Psoxy can be used to sanitize bulk files (eg, CSV, NDSJON, etc), writing the result to another bucket.
You can automate a data pipeline to push files to an -input
bucket, which will trigger a Psoxy
instance (GCP Cloud Function or AWS Lambda), which will read the file, sanitize it, and write the
result to a corresponding -sanitized
bucket.
You should limit the size of files processed by proxy to 200k rows or less, to ensure processing of any single file finishes within the run time limitations of the host platform (AWS, GCP). There is some flexibility here based on the complexity of your rules and file schema, but we've found 200k to be a conservative target.

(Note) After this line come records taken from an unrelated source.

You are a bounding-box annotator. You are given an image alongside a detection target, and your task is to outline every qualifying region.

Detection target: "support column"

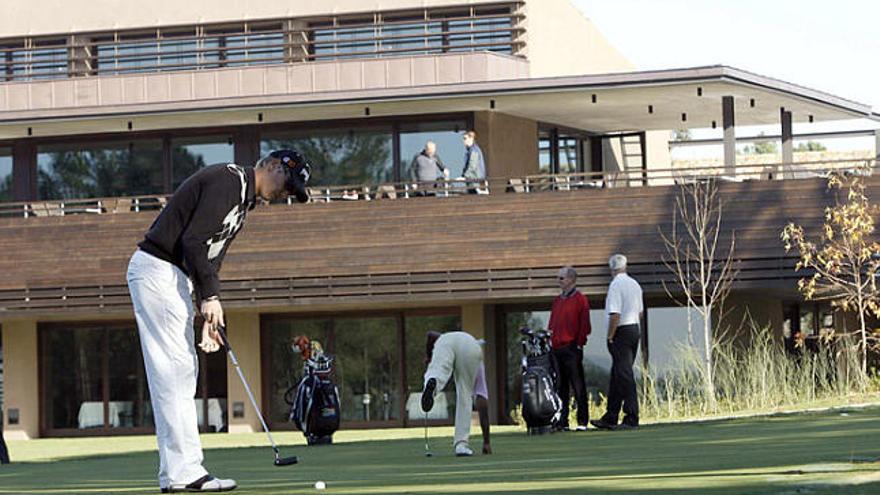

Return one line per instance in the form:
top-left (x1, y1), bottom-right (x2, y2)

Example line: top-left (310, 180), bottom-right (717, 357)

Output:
top-left (3, 320), bottom-right (40, 440)
top-left (221, 312), bottom-right (268, 433)
top-left (721, 96), bottom-right (736, 175)
top-left (779, 108), bottom-right (794, 179)
top-left (12, 141), bottom-right (37, 201)
top-left (233, 127), bottom-right (260, 167)
top-left (874, 129), bottom-right (880, 167)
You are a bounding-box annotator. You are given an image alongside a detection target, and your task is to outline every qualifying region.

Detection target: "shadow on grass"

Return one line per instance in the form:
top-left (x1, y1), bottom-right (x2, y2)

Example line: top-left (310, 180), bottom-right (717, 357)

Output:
top-left (0, 409), bottom-right (880, 495)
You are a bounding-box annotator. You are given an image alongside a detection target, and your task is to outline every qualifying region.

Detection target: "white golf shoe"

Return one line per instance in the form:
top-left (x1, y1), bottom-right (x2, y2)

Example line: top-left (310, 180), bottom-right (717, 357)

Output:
top-left (455, 442), bottom-right (474, 457)
top-left (162, 474), bottom-right (238, 493)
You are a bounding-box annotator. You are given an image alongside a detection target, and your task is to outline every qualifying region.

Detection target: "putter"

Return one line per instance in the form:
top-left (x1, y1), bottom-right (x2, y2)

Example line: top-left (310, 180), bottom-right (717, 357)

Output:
top-left (217, 326), bottom-right (298, 466)
top-left (425, 411), bottom-right (434, 457)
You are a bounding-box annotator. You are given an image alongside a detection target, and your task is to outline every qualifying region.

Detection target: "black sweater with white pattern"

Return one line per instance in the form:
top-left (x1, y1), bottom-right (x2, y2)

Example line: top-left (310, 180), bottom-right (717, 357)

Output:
top-left (138, 164), bottom-right (256, 301)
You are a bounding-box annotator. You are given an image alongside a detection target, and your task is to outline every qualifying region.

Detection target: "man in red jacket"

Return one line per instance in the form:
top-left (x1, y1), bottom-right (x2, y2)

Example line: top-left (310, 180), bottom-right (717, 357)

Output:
top-left (548, 266), bottom-right (592, 431)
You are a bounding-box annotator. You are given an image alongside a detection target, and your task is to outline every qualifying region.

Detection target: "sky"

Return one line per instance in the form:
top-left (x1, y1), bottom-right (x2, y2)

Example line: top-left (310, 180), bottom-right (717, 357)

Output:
top-left (572, 0), bottom-right (880, 153)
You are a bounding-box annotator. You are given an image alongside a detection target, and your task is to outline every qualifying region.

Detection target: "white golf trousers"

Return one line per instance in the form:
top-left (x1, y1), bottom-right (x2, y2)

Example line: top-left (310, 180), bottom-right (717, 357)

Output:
top-left (425, 332), bottom-right (483, 447)
top-left (127, 250), bottom-right (207, 488)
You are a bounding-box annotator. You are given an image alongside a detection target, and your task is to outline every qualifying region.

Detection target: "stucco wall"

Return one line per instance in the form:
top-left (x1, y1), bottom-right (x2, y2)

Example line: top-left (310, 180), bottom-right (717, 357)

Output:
top-left (525, 0), bottom-right (634, 77)
top-left (3, 320), bottom-right (40, 440)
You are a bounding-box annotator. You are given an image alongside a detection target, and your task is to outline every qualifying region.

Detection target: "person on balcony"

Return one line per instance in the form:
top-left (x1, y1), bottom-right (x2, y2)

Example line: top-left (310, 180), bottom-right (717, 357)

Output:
top-left (409, 141), bottom-right (449, 196)
top-left (462, 130), bottom-right (486, 194)
top-left (591, 254), bottom-right (644, 430)
top-left (126, 150), bottom-right (311, 493)
top-left (547, 266), bottom-right (592, 431)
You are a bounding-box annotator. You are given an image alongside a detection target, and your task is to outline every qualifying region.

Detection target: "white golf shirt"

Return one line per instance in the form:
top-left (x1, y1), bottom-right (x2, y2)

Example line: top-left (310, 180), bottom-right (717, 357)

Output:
top-left (605, 273), bottom-right (644, 327)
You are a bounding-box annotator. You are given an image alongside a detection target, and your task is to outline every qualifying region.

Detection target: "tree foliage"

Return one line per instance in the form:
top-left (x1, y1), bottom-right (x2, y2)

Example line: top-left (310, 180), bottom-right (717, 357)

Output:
top-left (781, 167), bottom-right (880, 373)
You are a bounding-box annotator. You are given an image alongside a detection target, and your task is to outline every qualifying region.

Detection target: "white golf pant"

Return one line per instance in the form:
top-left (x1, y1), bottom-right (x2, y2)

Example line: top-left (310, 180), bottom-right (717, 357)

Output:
top-left (425, 332), bottom-right (483, 447)
top-left (127, 250), bottom-right (207, 487)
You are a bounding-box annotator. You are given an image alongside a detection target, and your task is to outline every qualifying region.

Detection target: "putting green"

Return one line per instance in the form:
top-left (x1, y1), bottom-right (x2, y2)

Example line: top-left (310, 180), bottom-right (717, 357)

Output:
top-left (0, 408), bottom-right (880, 495)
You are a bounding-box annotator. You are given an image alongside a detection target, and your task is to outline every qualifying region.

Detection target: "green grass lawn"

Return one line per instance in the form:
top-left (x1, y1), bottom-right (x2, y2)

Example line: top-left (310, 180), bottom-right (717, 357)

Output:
top-left (0, 408), bottom-right (880, 495)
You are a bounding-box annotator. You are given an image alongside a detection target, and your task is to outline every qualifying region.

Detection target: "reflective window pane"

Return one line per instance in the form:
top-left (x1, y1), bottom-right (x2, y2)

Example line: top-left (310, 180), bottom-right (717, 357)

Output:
top-left (171, 136), bottom-right (234, 190)
top-left (107, 325), bottom-right (153, 428)
top-left (332, 317), bottom-right (400, 421)
top-left (260, 128), bottom-right (394, 185)
top-left (43, 328), bottom-right (104, 430)
top-left (37, 140), bottom-right (162, 199)
top-left (0, 148), bottom-right (13, 201)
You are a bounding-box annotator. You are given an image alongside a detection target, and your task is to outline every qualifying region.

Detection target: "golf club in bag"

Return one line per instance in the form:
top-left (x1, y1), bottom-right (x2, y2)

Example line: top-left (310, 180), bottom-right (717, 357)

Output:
top-left (520, 327), bottom-right (562, 435)
top-left (217, 326), bottom-right (298, 466)
top-left (284, 336), bottom-right (341, 445)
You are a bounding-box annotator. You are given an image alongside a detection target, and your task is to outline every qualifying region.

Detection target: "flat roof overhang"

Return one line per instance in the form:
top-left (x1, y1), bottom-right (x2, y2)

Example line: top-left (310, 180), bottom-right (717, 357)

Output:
top-left (0, 66), bottom-right (877, 139)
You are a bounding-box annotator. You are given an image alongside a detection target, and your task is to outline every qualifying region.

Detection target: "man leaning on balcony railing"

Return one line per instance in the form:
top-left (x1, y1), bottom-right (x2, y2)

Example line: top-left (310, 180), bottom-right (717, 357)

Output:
top-left (409, 141), bottom-right (449, 196)
top-left (462, 130), bottom-right (486, 194)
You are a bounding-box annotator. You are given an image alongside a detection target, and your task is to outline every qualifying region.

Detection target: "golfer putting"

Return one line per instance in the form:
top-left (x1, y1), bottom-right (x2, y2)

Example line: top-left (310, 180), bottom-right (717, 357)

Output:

To improve performance and reduce storage costs, you should compress (gzip) the files you write to
the -input
bucket. Psoxy will decompress gzip files before processing and then compress the result
before writing to the -sanitized
bucket. Ensure that you set Content-Encoding: gzip
on all files
in your -input
bucket to enable this behavior. Note that if you are uploading files via the web UI
in GCP/AWS, it is not possible to set this metadata in the initial upload - so you cannot use
compression in such a scenario.
The 'bulk' mode of Psoxy supports either column-oriented or record-oriented file formats.
To cater to column-oriented file formats (Eg .csv, .tsv), Psoxy supports a ColumnarRules
format
for encoding your sanitization rules. This rules format provides simple/concise configuration for
these cases, where more complex processing of repeated values / complex field types is required.
If your use-case is record oriented (eg, NDJSON
, etc), with nested or repeated fields, then you
will likely need RecordRules
as an alternative.
The core function of the Proxy is to pseudonymize PII in your data. To pseudonymize a column, add it
to columnsToPseudonymize
.
columnsToPseudonymize:
- employee_id
- employee_email
- manager_id
To avoid inadvertent data leakage, if a column specified to be pseudonymized is not present in the input data, the Proxy will fail with an error. This is to avoid simple column name typos resulting in data leakage.
To ease integration, the 'bulk' mode also supports a few additional common transformations that may be useful. These provide an alternative to using a separate ETL tool to transform your data, or modifying your existing data export pipelines.
To redact a column, add it to columnsToRedact
. By default, all columns present in the input data
will be included in the output data, unless explicitly redacted.
columnsToRedact:
- salary
Alternatively to redacting columns, you can specify columnsToInclude
. If specified, only columns
explicitly included will be included in the output data.
columnsToInclude:
- employee_id
- employee_email
- manager_id
- team
- department
To rename a column, add it to columnsToRename
, which is a map from original name --> desired name.
Renames are applied before pseudonymization.
columnsToRename:
termination_date: leave_date
This feature supports simple adaptation of existing data pipelines for use in Worklytics.
- Rule structure is specified in
ColumnarRules
.
As of Oct 2023, this is a beta feature
RecordRules
parses files as records, presuming the specified format. It performs transforms in
order on each record to sanitize your data, and serializes the result back to the specified format.
eg.
format: NDJSON
transforms:
- redact: "$.summary"
- pseudonymize: "$.email"
Each transform
is a map from transform type --> to a JSONPath to which the transform should be
applied. The JSONPath is evaluated from the root of each record in the file.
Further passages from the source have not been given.